The defendants appeal from the circuit court’s final judgment of foreclosure in the successor plaintiff’s favor. The defendants primarily argue the court erred in finding that the successor plaintiff had standing at the time the original plaintiff filed the foreclosure action. We agree with the defendants’ argument and reverse. The original plaintiff filed a foreclosure complaint against the defendants. The original plaintiff alleged it was “the current owner of or has the right to enforce the Note and Mortgage.” However, the original plaintiff attached to the complaint a copy of the note containing an endorsement from the original lender to the successor plaintiff. Despite that endorsement, the original plaintiff did not allege in what capacity it had the right to enforce the note and mortgage as the plaintiff in the action.
The court later granted the original plaintiff’s motion to substitute the successor plaintiff in the action.
The defendants’ answer alleged as an affirmative defense that the original plaintiff lacked standing to foreclose because, at the time the original plaintiff filed the action, the note attached to the complaint indicated that the successor plaintiff, and not the original plaintiff, was the note’s assignee.
At the non-jury trial, the successor plaintiff introduced the original note into evidence. The successor plaintiff also called one of its employees as its trial witness. The witness testified that: the successor plaintiff acquired the note before the original plaintiff filed suit; the successor plaintiff maintained possession of the note until trial; and the original plaintiff was the loan’s servicer until it was merged into the successor plaintiff after the action was filed. The witness did not testify that the original plaintiff had the authority to enforce the note on the successor plaintiff’s behalf when the original plaintiff filed the foreclosure action.

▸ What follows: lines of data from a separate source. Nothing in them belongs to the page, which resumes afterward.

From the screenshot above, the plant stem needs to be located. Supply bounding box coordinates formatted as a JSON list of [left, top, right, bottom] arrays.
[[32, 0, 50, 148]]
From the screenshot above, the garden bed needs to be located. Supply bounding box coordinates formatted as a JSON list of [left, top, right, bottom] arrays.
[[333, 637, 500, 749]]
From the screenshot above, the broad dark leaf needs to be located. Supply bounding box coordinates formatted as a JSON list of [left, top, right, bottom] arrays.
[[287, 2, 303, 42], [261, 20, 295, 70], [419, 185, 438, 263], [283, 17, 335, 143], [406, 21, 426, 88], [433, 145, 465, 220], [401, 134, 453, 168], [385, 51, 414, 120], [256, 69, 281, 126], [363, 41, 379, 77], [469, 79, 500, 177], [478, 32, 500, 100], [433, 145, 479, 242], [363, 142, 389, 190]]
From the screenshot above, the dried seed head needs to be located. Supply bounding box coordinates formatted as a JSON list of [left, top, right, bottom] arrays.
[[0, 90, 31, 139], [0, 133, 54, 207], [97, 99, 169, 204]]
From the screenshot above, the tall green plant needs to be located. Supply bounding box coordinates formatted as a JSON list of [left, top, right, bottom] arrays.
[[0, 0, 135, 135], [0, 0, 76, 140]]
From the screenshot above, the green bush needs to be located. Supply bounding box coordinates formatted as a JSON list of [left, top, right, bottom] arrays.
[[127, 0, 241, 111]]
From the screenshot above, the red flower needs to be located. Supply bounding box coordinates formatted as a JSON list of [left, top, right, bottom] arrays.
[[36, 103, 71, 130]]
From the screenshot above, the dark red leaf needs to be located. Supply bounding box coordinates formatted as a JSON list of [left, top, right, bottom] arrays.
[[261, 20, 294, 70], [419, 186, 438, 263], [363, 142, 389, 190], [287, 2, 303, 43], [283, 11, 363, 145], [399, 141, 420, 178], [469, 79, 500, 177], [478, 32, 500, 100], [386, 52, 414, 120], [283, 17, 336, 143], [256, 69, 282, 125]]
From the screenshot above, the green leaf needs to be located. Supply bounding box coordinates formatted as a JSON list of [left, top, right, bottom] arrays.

The circuit court found that “the [successor plaintiff] has met [its] burden of proving the debt and the amount of the debt and their standing at the time of the debt . . . .” (emphasis added). The court then entered a final judgment of foreclosure in the successor plaintiff’s favor. This appeal followed. The defendants primarily argue the court erred in finding that the successor plaintiff had standing at the time the original plaintiff filed the foreclosure action. Our review is de novo. See Lamb v. Nationstar Mortg., LLC, 174 So. 3d 1039, 1040 (Fla. 4th DCA 2015) (“This court reviews the sufficiency of the evidence to prove standing to bring a foreclosure action de novo.”) (citation omitted).
We agree with the defendants’ argument. “A servicer that is not the holder of the note may have standing to commence a foreclosure action on behalf of the real party in interest, but [evidence must be presented] . . . demonstrating that the real party in interest granted the servicer authority to enforce the note.” Rodriguez v. Wells Fargo Bank, N.A., No. 4D14-100, 2015 WL 5948169, at
Here, the successor plaintiff, which was the real party in interest, failed to present any evidence demonstrating that it granted the original plaintiff/servicer the authority to enforce the note at the time the original plaintiff/servicer filed the foreclosure action. Thus, the successor plaintiff did not prove that the original plaintiff/servicer had standing to commence the foreclosure action. See id. at *2 (reversing final judgment of foreclosure for servicer where servicer filed foreclosure action in its own name but introduced no evidence showing that the real party in interest authorized it to bring the action); Assil v. Aurora Loan Servs., LLC, 171 So. 3d 226, 229 (Fla. 4th DCA 2015) (reversing final judgment of foreclosure for servicer where the servicer “failed to provide sufficient proof that it was authorized at any time to prosecute the foreclosure action on behalf of [the note owner] . . . or was otherwise . . . entitled to enforce the Note at the time it filed the action”).
Accordingly, we reverse the final judgment of foreclosure in the successor plaintiff’s favor, and remand with instructions for the circuit court to enter an order of involuntary dismissal in the defendants’ favor. See Rodriguez, 2015 WL 5948169, at *2 (“Accordingly, the homeowners are entitled to an involuntary dismissal of the action, and we reverse and remand for the trial court to enter such an order.”); Assil, 171 So. 3d at 229 (“Accordingly, we reverse the final judgment of foreclosure and remand for the trial court to enter an order of involuntary dismissal.”). The defendants’ remaining argument on appeal is moot.